Speaker Phelan and Lt Gov Dan Patrick have acknowledged that property tax relief needs to be dealt with and both have added it to their priorities for the 3rd special session. Sadly, both have put their influence behind SB 1 with is identical to SB 91 from the second called special session. SB 91 was passed by the Senate during the 2nd called special session but never made it to the House. SB 1 provides temporary relief by using a one-time payment of $2 billion dollars to buy down M&O compression rates. According to the bill analysis, this would result in a 6.6 penny decrease in M&O compression rates for taxpayers. In plain English, this would mean roughly $200 off your tax bill if you own a $300k house according to Paul Bettencourt’s (R-Houston) statement of intent.

Not exactly the significant relief you were hoping for is it? It feels as though property tax relief is getting the usual “minimum effective dose” again in hopes it will appease voters enough to get politicians through a crowded primary season. It is up to taxpayers to demand that more is done. Patching the leak with a one-time payment and no plan for elimination in the future is not an acceptable solution to our property tax problem. Taxpayers deserve a bill that would put into statute a path toward property tax elimination, a plan that TFR has been advocating for months.

A bill like HB 122 would be a good start, Tom Oliverson has filed an identical bill in the 3rd called special session (HB 90). TFR again will be supporting this bill as the only one with a real path to elimination. Will Abbott add property tax relief to his agenda items?  Will HB 90 be ignored again in favor of weaker legislation? There is not much time to get this done, taxpayers who are concerned about rising property taxes should call and let their legislators know they demand a permanent solution, not a quick patch.

Taxpayers Ask For Steak, But Receive Spaghetti Instead.

Recently Governor Abbott tweeted that among other conservative legislation, the Texas legislature just passed property tax relief.

This should be cause for celebration! We finally got what we have spent years begging our elected officials for! We are finally going to see significant property tax relief! Right?


If you were at a restaurant and you ordered a steak, but the server brought you spaghetti instead… would you be upset?

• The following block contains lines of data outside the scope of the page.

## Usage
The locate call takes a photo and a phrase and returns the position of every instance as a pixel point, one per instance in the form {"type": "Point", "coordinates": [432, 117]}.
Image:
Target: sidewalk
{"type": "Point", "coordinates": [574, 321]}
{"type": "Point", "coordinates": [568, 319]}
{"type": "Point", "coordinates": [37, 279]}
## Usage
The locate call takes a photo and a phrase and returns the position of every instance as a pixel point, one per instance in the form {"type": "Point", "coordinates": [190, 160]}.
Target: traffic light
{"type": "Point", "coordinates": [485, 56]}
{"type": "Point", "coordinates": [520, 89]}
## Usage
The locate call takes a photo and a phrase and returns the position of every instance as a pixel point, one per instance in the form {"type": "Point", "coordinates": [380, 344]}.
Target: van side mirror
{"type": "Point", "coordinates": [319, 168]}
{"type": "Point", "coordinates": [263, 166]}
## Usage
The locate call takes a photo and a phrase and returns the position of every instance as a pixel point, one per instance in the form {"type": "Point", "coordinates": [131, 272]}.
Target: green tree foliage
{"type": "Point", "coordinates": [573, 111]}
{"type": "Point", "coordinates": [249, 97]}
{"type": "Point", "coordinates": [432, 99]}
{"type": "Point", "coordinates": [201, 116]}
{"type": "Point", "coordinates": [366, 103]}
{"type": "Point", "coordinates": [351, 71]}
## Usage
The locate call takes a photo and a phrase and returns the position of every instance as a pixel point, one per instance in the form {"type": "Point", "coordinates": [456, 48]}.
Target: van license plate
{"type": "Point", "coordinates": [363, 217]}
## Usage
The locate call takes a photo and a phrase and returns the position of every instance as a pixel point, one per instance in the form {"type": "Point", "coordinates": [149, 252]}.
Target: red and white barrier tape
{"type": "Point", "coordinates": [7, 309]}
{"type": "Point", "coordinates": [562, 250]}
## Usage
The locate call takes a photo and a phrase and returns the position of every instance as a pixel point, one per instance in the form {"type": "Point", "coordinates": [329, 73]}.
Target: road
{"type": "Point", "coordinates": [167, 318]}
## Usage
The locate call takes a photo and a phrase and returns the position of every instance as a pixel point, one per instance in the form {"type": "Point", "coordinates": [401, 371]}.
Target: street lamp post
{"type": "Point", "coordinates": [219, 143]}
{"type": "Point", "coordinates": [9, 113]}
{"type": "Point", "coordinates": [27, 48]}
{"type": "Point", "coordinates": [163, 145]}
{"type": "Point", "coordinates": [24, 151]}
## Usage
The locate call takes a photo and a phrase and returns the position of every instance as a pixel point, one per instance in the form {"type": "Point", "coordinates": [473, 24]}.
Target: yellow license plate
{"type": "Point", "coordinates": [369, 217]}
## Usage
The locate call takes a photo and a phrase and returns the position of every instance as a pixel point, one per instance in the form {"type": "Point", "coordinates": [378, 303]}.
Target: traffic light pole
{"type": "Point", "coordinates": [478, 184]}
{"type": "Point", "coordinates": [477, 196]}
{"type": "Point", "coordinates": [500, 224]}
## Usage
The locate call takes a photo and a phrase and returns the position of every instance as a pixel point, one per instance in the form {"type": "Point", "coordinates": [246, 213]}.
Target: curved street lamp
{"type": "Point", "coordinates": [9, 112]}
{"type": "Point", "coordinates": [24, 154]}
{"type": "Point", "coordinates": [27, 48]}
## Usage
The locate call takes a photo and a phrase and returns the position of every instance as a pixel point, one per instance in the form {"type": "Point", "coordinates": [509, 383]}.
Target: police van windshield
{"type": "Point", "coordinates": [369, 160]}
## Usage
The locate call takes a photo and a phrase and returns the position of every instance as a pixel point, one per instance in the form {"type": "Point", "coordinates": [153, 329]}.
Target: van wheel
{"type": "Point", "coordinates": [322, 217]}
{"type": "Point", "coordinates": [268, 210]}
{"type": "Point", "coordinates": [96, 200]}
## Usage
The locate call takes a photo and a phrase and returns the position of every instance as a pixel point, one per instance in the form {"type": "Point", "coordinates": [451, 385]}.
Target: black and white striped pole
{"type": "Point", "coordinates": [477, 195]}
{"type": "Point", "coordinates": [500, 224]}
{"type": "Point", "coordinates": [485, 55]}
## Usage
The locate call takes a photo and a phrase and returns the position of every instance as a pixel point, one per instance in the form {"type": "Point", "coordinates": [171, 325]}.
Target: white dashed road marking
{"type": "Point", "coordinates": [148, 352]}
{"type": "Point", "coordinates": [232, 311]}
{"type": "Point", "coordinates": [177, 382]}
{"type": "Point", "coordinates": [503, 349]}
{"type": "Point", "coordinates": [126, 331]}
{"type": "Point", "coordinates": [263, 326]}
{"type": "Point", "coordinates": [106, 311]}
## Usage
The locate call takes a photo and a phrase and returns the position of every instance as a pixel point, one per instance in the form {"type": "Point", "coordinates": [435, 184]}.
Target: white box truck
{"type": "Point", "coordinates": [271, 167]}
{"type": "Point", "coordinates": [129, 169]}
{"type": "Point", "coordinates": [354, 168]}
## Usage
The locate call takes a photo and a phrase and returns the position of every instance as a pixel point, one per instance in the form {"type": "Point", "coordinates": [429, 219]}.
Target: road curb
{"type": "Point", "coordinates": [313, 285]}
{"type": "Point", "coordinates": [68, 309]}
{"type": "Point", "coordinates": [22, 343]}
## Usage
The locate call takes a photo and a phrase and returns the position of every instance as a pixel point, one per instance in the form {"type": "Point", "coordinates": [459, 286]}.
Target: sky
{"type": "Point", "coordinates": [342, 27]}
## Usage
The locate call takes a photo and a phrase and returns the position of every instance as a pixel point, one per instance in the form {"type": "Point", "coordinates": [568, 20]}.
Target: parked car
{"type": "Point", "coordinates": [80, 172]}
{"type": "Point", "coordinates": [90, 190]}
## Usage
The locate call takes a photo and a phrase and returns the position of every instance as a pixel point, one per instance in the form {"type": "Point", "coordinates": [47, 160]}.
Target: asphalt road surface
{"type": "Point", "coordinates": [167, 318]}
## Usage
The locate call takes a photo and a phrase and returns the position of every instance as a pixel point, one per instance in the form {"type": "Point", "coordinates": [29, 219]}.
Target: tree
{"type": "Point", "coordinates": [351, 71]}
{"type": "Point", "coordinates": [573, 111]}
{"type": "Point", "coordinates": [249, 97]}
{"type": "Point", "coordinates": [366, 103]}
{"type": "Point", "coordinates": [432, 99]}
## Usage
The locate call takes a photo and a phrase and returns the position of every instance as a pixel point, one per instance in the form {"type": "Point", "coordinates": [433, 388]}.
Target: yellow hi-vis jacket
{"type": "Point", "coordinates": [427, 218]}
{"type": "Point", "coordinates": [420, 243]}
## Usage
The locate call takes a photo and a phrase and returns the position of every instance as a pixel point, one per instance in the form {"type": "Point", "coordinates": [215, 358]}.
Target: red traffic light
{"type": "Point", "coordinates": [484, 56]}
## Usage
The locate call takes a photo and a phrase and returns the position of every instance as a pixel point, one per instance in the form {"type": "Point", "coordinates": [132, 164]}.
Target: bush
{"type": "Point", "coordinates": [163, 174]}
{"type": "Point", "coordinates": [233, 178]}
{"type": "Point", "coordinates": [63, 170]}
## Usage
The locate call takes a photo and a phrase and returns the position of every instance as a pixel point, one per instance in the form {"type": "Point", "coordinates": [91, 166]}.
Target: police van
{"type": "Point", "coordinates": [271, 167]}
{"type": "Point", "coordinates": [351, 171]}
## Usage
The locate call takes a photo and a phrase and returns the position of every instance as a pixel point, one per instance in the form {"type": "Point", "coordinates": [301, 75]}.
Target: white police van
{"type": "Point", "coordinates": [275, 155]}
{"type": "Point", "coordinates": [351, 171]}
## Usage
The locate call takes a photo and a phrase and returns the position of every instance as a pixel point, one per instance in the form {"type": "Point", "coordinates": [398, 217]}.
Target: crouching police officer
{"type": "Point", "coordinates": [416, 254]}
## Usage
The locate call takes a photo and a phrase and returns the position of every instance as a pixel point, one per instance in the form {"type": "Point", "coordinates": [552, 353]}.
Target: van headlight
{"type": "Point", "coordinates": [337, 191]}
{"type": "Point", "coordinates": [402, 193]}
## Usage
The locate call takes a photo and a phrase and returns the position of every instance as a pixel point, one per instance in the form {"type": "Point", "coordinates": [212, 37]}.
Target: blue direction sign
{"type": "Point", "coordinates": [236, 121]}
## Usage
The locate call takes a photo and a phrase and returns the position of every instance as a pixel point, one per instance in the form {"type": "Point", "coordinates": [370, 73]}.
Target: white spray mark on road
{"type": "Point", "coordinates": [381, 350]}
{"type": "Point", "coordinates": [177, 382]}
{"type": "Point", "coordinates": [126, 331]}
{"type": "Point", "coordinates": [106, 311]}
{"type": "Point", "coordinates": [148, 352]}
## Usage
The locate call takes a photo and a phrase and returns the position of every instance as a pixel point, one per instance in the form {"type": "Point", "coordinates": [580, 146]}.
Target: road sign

Would you say something to them or just be happy that they brought you anything at all?

TFR has been focusing on true property tax relief through elimination for months now. We have championed HB 122 by Rep. Tom Oliverson (R-Cypress) throughout the last month. HB 122 was the only bill that came close to providing what Texans asked for. It would have used 90% of ongoing budget surpluses to pay down the school property tax rate until it was eliminated. However, the Texas legislature had other ideas…

We believe Texans ordered a steak, but what did the legislature actually bring us?

Here are the two bills we were served after ordering a path to school property tax elimination:

SB 8

SB 12

Both SB 12 and SB 8 were filed by Senator Paul Bettencourt (R-Houston) and have been sent to the governor’s desk.

The problem with both of these pieces of legislation is that they provide minimal tax relief and more significantly, they are not what taxpayers asked for. For years Texans have asked for the elimination of the property tax. Yet Texans have received spaghetti last few sessions. This special session marked the first time that a bill with the goal of eliminating the school property tax had serious traction.

Yet instead of giving taxpayers that glorious ribeye we asked for, we got a steaming pile of spaghetti, and we are told we should like it. With rogue appraisal districts inflating home values it is unlikely most homeowners will see any significant reduction in their property tax bills next year based on the “property tax relief” that was given to us.

Taxpayers are going to have to decide if they are going to sit quietly and be thankful for the spaghetti the legislature gave us, or if we are going to demand the steak that we ordered… a real path to property tax elimination.